Hob leans in and, when his stranger doesn't lean away, pulls him into a hug.
His friend doesn't return it, exactly, but neither does he pull away, and after a moment, the tension in him seems to bleed away. He feels, well--he feels exactly like a normal person to hug. Hob doesn't know what he expected.
"An amateur sorcerer, eh?" he breathes, his friend's hair brushing his cheek.
"So he fancied himself." His voice rumbles through Hob's chest. "Though the magics he played with were very real."
"Must've been." Hob finally releases him, though reluctantly. "Does there happen to be a market for amateur sorcerer's heads nowadays?"
Now his stranger's lips curl into a smirk. "There might be, were he not already dead, and suffering eternally in Hell."

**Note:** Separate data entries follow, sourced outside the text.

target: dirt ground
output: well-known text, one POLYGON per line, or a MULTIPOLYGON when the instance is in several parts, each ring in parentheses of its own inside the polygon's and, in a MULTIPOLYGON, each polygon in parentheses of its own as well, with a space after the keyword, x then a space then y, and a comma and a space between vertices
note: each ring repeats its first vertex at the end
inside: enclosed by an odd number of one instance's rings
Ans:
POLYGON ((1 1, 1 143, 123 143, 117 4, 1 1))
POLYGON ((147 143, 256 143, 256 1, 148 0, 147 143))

"Right. Well, that's something." No vengeance for Hob, then. Not that it was necessarily his to take.
Perhaps the force with which such violent urges rose in him should surprise him, but it doesn't. This is his old stranger, after all. Hob's stepped in to protect him before, though he didn't truly need it then.
Perhaps he needs it now.
"White Horse closed down, you know," Hob tells him, and his stranger's expression shifts in surprise. "But I've got a new place for us. Come along and I'll show you."
He offers his friend his arm, and is still surprised when he takes it. His grip is light, but steady. Hob gives him a small smile, and continues their walk along the path.
"I've banned any sorcerers from the new inn, you know," he says, and his stranger chuckles.
"Have you?"
"Well I certainly will if any show up."
His friend laughs again, a proper laugh this time. "Your defense is appreciated, my friend."
Hob can't help but beam at being called friend. He's a simple man, really. It's all he ever wanted.
"Be damned if a friend of mine ever comes to harm in my place," he declares, and his stranger just hums, eyes crinkling at the corners as he smiles. "Now, we're about to pass the White Horse," Hob continues, "but I warn you, it's not a pretty sight--"
And like that they continue on, the river quietly meandering along beside them.